第5章 危機管理 第4話

 農家が被害防除の方法を忘れてしまっているように、行政でもこれまでの仕事の範疇に野生鳥獣対策が存在しなかったことから、対応ができなかったり、遅れたりしている事例も多い。


 例えばとして、紹介された事例には、こんなことがあるのだろうかと驚いてしまうような現場もある。


 ある県での県立公園でシカを捕獲する事業依頼があった。発注者が捕獲に関しては、素人であるのはやむを得ないことだ。


 そのような発注者側の戦略や作戦に大きな誤りがあるときには、受注者側からも積極的に修正を提案する方が、実際の現場での成果に繋がる。


 しかし、その時の担当者は、あまりにも頑なで、捕獲という行為そのものを最後まで理解できなかった。


「うちが管理している公立公園内でシカが増えてしまって、周辺住宅地からの苦情もあって捕獲をすることになったので相談したい」

というのが、話のはじまりだった。


「生息密度調査は終わっているが、できれば公園内からシカを根絶したい」


 シカを根絶するというのは容易なことではない。狭い離島のようなところならば、再侵入がないから可能かも知れないが、周囲に柵もない状況では、どこからでも再侵入が発生する状況では、実質根絶は不可能である。その不可能なことを求めてくる当たりからも、捕獲に関しては無知であることがわかる。

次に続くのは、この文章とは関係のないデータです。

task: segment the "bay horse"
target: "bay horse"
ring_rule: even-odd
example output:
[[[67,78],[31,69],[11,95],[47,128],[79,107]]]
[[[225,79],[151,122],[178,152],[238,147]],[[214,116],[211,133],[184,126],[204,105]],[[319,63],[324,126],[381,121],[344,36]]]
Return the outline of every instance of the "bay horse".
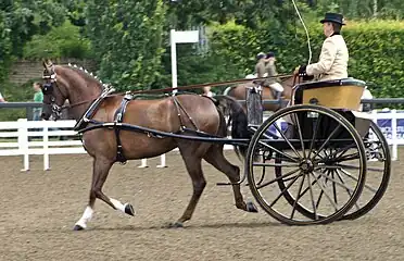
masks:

「周辺を完全に柵で囲わない限り、再侵入が繰り返し起こりますから、根絶は無理です。柵で囲えば、捕獲するだけでなく、柵外に追い出すことでも根絶は可能となりますから、捕獲の前に柵の設置という作戦はどうでしょう」


「いや、すでに検討会で捕獲することで合意ができているので、捕獲をしてもらいたい」


「それでは、根絶は無理です。公園内では銃器を使えませんから、ワナのみの捕獲となります。ワナは、生息密度が高ければ有効ですが、最後の一頭をワナで捕獲しようとすれば、凄い労力と時間が必要となり、合理的ではありません。公園内のシカの根絶を目的とするならば、捕獲に頼ったのでは効率が悪すぎます」


「いや、すでに捕獲の方針は決まっていますから、根絶が無理でも捕獲を優先して・・・」


 こうなると、もう作戦の変更は受け入れてもらえることはない。結局は、戦術と兵站の段階で最善を尽くすことを考えることになる。


「周辺へ捕獲事業を周知する必要があるかと思います。掲示板や回覧板など広報する手段としては、どのようなものがこの地域にはありますか?」


「周辺への周知は必要ありません。公園の入り口に掲示するだけで十分です」


「それから、地元狩猟者の了解や協力があった方が、今後の作業を継続的に行うためにも必要だと思いますが」


「地元の狩猟者にはお願いするつもりはありませんし、その配慮も必要ないでしょう」


「捕獲後の個体処理はどうしますか」


「これまで、事故などで死んだ個体は、近くのペット埋葬業者が一頭三千円で受け入れてくれています」


「重ねての確認となりますが、ワナでの捕獲は、根絶というところまではできないということはご理解いただけますか」


「できるだけ捕獲するということで結構です」


 ここまで戦術と兵站についても幅のない事業は、正直なところ手足を縛られて海に放り込まれたようなものである。